Every now and then, I'll read a rule in one of our style books, and my first reaction will be, "Oh.  Oops."  Right from the beginning, Cappon revealed a mistake I'd made in our recent assignment, the Accident Report. 

"To avoid mumblers, the lead writer must first of all decide what the most important news is..." (Cappon 24)

For some reason I found writing the lead extremely difficult.  I had a hard time deciding what to include, the pedestrian being struck by a car, or a package being stolen as the car's driver went to help the pedestrian.  Should I include both, and if so, how?  In this case, I could not decide which incident to highlight, and so I clumsily inserted them both.  I'm sure there were many of you able to skillfully include both.  I, however, am sadly exiled from your group. 

Getting to the point, and not "burring the news" will ensure that your reader knows why he/she should bother with your article.  Making the lead comprehendible lets the reader know that he/she will be able to bother with your article.      

5 Comments

Aja Hannah said:

I think both are news and can be used as different angles in different articles or as a follow up like he said later.

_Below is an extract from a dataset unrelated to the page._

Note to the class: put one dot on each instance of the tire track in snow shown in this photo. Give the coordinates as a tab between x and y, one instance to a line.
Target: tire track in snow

I did the same thing as you though. Writing leads are just so hard.

Kaitlin Monier said:

I had the same reaction to that part. How does a reporter choose which story to include in the lead? I included the pedestrian and the package and it was too wordy. Limiting it to one main story would make the lead read smoother, but choosing just one part of the story is difficult because important information could be left out.

Josie Rush said:

I'm glad I wasn't the only one. I was struggling bcuz, ppl are more important than packages, and yet, the pedestrian thing was resolved (and she wasn't hurt), but the package was still missing...ugh.
Aja, you're right, following up with the other story would have been fine. I just felt weird excluding either in my lead.
Kaitlin, now I'm curious, what did you end up doing?

Kaitlin Monier said:

I tried putting both parts of the story into the lead.
Here was my attempt at the lead: An Elizabeth Mount College (EMC) student was injured when she was hit by a vehicle. As the driver was checking on the student’s condition, a package was taken from his car.
I tried to fit everything in, but I don't think it worked. Maybe Dr. Jerz gave us a two-parted story on purpose?

Dianna Griffin said:

Josie, I had a terrible time too. I always overthink whatever I am doing and then when I look back at what I did I always seem to find a mistake as well.